Торжественен красно-белый шпиль церкви Святой Варвары, проем колокольного окна сиротливо пуст, над входом надпись желтой краской: «Привет работникам Первого трамвайного парка!» Наряден, как торт, бывший дом генерал-губернатора, где ныне разместился туберкулезный госпиталь. Звенит детским смехом каток на Черном озере. Нежно белеют колонны Казанского университета, каждая толщиной с вековой дуб.
Острые башенки кремля – как сахарные головки. Из круглого часового створа Спасской башни вместо циферблата смотрит на Зулейху строгое лицо: мудрый прищур глаз под соколиными бровями, широкая волна усов. Кто это? На христианского бога не похож (Зулейха видела его однажды на картинке, мулла-хазрэт показывал).

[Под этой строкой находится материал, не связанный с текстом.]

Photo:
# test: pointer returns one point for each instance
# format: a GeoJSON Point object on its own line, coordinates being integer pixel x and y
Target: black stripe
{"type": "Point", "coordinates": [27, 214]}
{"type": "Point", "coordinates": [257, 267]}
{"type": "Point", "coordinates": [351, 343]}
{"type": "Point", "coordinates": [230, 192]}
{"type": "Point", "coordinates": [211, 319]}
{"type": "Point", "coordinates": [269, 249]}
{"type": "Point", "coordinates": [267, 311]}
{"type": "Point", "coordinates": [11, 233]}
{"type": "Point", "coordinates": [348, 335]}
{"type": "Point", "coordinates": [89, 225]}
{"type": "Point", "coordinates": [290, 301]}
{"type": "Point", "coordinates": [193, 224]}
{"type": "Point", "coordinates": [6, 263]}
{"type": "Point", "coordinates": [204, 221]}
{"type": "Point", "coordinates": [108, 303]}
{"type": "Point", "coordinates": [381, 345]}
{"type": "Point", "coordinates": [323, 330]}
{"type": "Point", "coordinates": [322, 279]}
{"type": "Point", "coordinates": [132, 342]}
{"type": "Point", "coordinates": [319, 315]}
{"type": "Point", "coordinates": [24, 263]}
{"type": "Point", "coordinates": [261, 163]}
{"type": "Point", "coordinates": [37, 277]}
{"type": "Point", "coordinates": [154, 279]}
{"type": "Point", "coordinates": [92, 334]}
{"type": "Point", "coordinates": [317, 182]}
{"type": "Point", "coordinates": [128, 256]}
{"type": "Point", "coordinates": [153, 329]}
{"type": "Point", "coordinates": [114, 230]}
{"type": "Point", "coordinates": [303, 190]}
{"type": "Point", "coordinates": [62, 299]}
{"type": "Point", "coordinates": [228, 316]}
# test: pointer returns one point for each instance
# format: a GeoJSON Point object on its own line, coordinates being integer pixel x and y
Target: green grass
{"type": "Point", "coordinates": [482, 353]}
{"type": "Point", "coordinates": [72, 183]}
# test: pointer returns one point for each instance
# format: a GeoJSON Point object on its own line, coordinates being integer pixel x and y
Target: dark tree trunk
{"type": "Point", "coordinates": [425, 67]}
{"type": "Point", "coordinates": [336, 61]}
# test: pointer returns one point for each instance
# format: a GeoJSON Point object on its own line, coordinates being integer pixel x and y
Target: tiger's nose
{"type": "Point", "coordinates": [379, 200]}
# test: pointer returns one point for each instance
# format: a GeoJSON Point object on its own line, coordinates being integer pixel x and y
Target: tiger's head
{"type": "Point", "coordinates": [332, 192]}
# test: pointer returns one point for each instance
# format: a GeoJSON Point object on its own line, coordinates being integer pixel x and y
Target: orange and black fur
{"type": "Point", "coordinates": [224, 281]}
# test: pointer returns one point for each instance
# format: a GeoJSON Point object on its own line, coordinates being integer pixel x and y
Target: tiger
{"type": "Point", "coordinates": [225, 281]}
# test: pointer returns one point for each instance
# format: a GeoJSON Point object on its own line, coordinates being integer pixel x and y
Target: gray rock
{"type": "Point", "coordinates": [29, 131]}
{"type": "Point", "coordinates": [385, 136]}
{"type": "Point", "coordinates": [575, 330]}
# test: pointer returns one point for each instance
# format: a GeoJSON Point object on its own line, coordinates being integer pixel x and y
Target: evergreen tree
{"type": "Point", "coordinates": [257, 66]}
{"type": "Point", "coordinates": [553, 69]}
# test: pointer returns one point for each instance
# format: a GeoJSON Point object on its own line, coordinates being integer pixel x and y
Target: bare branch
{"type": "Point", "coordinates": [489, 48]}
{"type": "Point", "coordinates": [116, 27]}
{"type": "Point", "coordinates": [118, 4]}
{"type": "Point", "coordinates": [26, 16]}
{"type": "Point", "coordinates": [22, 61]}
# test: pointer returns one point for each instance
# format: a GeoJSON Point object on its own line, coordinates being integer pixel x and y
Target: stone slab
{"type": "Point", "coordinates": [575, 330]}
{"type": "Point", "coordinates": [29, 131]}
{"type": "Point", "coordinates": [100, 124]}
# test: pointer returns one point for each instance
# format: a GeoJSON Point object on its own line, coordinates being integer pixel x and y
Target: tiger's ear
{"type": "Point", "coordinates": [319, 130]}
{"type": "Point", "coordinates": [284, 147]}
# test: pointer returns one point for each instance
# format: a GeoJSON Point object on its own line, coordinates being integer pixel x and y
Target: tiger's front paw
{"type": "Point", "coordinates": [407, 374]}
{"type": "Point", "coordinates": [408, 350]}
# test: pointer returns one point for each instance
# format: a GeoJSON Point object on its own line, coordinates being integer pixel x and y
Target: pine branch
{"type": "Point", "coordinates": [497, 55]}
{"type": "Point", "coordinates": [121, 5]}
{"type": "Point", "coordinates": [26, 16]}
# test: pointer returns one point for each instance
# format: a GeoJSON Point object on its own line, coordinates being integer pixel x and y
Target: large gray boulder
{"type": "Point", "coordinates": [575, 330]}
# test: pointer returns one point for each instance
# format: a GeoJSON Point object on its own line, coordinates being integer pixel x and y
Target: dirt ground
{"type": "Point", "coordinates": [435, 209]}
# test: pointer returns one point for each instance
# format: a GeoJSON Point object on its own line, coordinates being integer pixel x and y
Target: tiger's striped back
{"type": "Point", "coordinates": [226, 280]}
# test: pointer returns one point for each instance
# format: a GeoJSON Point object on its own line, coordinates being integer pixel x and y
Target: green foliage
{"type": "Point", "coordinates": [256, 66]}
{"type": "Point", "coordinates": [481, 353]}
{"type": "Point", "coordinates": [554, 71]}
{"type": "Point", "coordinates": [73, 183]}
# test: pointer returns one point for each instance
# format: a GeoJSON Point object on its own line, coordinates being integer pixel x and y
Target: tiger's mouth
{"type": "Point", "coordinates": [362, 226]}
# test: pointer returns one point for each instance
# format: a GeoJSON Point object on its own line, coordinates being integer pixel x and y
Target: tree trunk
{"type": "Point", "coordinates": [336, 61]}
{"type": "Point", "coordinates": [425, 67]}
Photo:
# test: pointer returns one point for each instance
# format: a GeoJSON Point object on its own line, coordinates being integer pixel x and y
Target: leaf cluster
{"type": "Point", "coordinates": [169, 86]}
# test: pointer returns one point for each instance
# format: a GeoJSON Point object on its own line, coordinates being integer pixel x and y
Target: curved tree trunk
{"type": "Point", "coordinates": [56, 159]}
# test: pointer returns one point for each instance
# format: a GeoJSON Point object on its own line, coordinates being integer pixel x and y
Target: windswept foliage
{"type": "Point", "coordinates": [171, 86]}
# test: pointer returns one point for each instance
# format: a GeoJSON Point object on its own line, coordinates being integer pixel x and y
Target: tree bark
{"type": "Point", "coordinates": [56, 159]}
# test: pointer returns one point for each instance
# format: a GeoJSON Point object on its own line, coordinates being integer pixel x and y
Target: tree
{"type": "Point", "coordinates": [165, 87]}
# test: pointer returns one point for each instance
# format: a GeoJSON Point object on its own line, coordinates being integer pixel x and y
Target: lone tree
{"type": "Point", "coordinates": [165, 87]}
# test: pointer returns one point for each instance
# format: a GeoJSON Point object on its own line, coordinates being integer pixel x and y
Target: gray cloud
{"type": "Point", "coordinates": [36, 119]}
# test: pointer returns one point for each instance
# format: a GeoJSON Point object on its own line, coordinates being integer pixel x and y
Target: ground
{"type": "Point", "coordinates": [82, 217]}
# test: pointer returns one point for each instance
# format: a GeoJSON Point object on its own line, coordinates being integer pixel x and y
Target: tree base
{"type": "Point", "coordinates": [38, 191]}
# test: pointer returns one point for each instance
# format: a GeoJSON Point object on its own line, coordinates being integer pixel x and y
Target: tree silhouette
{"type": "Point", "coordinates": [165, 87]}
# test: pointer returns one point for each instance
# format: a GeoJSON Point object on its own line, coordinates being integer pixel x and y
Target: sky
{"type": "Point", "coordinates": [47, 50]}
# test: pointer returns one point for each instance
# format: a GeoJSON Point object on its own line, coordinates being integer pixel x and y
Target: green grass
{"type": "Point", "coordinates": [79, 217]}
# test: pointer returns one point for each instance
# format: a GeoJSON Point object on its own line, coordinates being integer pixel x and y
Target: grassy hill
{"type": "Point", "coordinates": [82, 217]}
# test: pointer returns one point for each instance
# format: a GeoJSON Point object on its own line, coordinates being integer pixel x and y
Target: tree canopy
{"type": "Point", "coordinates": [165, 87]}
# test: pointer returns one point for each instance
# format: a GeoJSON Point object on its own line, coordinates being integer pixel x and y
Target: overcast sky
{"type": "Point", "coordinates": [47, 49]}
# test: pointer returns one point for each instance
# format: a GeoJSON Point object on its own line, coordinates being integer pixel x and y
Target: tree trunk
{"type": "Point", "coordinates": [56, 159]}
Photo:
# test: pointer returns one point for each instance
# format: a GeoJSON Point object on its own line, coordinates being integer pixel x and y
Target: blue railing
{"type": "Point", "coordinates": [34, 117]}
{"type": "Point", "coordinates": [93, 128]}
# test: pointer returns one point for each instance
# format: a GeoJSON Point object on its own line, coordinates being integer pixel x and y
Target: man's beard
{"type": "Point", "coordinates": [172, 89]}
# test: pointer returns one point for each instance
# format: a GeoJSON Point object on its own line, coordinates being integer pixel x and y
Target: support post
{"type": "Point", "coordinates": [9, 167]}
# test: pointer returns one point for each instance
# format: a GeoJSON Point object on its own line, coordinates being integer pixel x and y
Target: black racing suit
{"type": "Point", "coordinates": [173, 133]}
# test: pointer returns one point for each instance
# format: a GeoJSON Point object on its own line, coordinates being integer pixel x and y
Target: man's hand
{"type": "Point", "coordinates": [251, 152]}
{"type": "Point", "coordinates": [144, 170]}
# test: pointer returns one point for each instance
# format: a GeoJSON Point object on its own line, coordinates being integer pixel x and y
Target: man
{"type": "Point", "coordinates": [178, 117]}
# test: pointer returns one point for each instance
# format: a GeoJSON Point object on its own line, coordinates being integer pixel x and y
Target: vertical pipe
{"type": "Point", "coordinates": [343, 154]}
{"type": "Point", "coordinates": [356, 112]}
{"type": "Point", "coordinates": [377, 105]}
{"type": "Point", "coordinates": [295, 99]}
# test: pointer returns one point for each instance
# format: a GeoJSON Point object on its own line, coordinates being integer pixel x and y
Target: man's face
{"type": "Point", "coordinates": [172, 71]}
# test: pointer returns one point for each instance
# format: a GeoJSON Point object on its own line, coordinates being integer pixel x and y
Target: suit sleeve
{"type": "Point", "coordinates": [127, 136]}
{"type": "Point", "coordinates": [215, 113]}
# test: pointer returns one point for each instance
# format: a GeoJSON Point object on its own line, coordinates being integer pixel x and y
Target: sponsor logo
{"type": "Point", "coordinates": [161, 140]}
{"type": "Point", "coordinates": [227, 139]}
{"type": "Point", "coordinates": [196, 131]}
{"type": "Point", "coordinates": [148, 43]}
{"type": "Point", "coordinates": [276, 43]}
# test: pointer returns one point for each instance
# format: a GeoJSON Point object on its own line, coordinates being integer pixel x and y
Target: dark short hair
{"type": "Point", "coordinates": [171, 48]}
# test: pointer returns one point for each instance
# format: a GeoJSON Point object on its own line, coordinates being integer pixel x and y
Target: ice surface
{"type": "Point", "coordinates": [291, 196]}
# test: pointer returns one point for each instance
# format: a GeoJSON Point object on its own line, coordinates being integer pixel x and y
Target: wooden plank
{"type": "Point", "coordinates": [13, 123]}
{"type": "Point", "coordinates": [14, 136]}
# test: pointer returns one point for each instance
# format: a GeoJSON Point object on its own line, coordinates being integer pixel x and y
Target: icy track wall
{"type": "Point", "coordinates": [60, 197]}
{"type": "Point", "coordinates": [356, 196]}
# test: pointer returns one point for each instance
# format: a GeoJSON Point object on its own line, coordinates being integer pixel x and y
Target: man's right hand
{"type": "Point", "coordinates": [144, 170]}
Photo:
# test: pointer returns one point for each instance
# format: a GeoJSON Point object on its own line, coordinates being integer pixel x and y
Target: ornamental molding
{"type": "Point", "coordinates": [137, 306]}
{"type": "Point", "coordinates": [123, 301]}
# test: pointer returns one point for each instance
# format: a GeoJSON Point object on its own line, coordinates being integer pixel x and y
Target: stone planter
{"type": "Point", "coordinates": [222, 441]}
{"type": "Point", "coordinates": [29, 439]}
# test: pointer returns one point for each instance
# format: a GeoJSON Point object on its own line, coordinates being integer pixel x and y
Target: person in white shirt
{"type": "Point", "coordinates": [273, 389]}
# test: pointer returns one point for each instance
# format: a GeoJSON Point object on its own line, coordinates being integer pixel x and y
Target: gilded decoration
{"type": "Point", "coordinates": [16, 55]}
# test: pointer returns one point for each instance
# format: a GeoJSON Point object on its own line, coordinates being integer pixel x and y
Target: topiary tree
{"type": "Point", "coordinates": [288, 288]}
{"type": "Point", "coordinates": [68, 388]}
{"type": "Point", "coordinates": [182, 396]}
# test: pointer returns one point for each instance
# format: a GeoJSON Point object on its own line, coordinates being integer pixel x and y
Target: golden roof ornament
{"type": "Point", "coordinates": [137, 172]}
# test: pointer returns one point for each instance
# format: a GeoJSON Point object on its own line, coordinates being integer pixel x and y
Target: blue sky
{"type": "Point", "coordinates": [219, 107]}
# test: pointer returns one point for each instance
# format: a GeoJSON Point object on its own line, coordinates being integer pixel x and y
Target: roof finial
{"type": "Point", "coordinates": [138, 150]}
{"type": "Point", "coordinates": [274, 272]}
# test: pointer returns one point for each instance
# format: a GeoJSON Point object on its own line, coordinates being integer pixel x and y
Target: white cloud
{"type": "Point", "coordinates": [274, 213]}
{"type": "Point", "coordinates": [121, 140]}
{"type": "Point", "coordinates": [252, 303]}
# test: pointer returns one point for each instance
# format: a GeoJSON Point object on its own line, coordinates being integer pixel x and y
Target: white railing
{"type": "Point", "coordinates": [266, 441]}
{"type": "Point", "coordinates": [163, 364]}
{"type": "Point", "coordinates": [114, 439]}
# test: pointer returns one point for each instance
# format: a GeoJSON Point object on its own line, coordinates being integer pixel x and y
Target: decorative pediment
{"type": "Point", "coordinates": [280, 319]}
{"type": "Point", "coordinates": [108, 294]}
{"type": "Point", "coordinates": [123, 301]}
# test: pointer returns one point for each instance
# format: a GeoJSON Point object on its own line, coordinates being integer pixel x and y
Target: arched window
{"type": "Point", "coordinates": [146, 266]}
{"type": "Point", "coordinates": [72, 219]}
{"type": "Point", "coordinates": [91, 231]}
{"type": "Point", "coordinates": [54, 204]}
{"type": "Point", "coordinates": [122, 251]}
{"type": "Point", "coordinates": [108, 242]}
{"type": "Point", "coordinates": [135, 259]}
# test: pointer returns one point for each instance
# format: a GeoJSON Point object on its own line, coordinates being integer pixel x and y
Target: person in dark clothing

И вдруг неожиданно крик: «Приехали!» Как? Куда приехали? Зулейха растерянно озирается. Перед ней – приземистое грязно-белое здание, крошечные квадраты окон – цепью по стене, каменный забор вокруг высокий, в три ее роста.
– Слазь давай, зеленоглазая! – морщит щеки в улыбке чернявый, подмигивает и ощупывает взглядом барашка под мешковиной в санях: цел ли?
Зулейха прижимает к себе узел с вещами, прыгает на землю. Навстречу ей уже щерятся штыки – живой коридор из молоденьких солдатиков ведет к распахнутой металлической дверце. Сюда, значит.
Чернявый берет под уздцы Сандугач, и та пронзительно ржет, дергаясь под чужой рукой. Зулейха роняет узел и бросается к лошади, припадает лицом к родной морде.
– Не положено! – встревоженный окрик сзади, в спину упирается что-то острое – лезвие штыка.
– Ладно тебе, – улыбчивый голос чернявого. – Дай попрощаться. Жалко, что ли?
– Считаю до трех! – сурово произносит встревоженный голос. – Раз!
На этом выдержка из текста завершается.